User Edit Pencil Streamline Icon: https://streamlinehq.com
Authors (7)
  1. Kai Han (184 papers)
  2. Yunhe Wang (145 papers)
  3. Chang Xu (323 papers)
  4. Jianyuan Guo (40 papers)
  5. Chunjing Xu (66 papers)
  6. Enhua Wu (23 papers)
  7. Qi Tian (314 papers)
Citations (86)

Summary

Efficient Deployment of Neural Networks on Heterogeneous Devices: The GhostNet Approach

The deployment of convolutional neural networks (CNNs) on resource-constrained devices such as mobile phones remains a critical challenge. This paper introduces a novel architectural framework termed GhostNet, aimed at efficiently deploying CNNs on heterogeneous devices like CPUs and GPUs by leveraging feature map redundancy through cost-effective operations.

Design of Ghost Modules

The authors propose two main modules: CPU-efficient Ghost (C-Ghost) and GPU-efficient Ghost (G-Ghost). Both modules are designed to exploit the intrinsic redundancy in feature maps that typical CNNs generate.

C-Ghost Module: This module reduces computational overhead by separating an ordinary convolutional layer into two components. The first component generates intrinsic feature maps using conventional convolutions, albeit with a restricted number. The second component employs inexpensive linear operations to synthesize additional feature maps or "ghost" maps from the intrinsic maps, effectively approximating the original feature maps with reduced computation. This mechanism significantly decreases the parameters and FLOPs without compromising network performance.
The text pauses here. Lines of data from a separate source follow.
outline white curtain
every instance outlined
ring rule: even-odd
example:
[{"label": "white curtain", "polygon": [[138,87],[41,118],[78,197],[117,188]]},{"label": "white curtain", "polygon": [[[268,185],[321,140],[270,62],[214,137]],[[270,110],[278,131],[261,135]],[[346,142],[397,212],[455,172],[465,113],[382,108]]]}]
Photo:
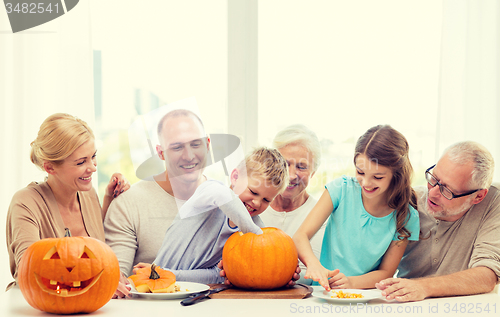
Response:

G-Ghost Module: Tailored for GPU environments, this module addresses latency challenges associated with GPU-inefficient operations like depth-wise convolution. The G-Ghost design splits features into two paths: a primary path producing essential feature maps with fewer output channels and a secondary path generating redundant ghost features using cost-effective operations. This stage-wise strategy is inherently more suitable for GPUs due to lower memory operation ratios.
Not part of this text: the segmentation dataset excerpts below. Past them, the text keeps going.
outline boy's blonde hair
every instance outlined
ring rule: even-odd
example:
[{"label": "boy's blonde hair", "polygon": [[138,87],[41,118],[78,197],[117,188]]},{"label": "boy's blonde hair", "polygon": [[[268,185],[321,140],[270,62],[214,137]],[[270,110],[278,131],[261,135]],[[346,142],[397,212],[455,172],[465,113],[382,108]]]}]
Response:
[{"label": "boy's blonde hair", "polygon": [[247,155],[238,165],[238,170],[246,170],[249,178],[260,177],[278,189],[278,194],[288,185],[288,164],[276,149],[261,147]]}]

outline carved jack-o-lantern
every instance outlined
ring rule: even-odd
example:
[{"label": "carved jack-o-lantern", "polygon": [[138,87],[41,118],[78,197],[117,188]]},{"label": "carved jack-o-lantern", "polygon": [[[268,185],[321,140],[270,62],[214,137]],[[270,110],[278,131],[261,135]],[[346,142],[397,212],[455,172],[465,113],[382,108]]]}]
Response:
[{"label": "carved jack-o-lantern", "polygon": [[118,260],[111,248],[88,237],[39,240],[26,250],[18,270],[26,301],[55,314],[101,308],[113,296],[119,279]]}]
Performance and Implementation

Experiments on CIFAR-10 and ImageNet using the GhostNet architecture demonstrate impressive gains in efficiency and speed. When incorporated into existing architectures like VGG and ResNet:

  • C-GhostNet achieves up to a 2x reduction in computation on standard metrics with negligible accuracy loss. For example, Ghost-ResNet50 achieves comparable accuracy to standard ResNet50 while reducing computation by over 40%.
  • G-GhostNet enhances GPU-based speed significantly, attaining latency reductions of up to 16% on GPUs compared to baseline models, without sacrificing model accuracy.
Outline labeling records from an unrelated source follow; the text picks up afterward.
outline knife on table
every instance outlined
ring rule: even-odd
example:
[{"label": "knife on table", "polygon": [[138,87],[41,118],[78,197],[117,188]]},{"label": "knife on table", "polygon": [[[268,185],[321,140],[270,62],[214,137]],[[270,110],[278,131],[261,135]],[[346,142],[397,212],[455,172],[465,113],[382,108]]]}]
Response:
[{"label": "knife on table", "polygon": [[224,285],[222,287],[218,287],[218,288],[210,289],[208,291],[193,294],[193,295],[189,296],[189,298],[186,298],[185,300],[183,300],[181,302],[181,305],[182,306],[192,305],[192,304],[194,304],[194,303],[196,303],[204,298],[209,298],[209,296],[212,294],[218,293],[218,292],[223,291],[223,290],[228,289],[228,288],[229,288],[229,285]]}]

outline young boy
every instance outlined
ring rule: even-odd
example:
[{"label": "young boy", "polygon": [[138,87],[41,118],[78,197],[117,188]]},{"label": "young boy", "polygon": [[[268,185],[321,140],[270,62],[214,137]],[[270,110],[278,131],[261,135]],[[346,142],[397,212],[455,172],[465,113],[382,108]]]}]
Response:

Further, GhostNet's adaptability and plug-and-play nature make it applicable to diverse architectures, enhancing their efficiency across tasks such as object detection in MS COCO.

Implications and Future Applications

The paper makes substantive contributions to model efficiency, promising broad implications:

  • Practical Deployability: GhostNet facilitates deployment on mobile and embedded systems by optimizing both computational and memory efficiencies.
  • Architectural Flexibility: Its modular design allows seamless integration into different network backbones, offering potential optimizations for diverse applications beyond image classification.
  • Theoretical Insights: The delineation of redundancy exploitation in feature maps could inspire further research into reducing unnecessary computations in deep learning models.

Moving forward, potential extensions of this work may include automating the design of Ghost modules for various architectures through neural architecture search or expanding the scope to other domains like natural language processing, where computation cost is a significant concern.

In conclusion, GhostNet represents a robust step toward sustainable, efficient neural network deployment on varying computational platforms, offering a compelling blend of theoretical innovation and practical utility.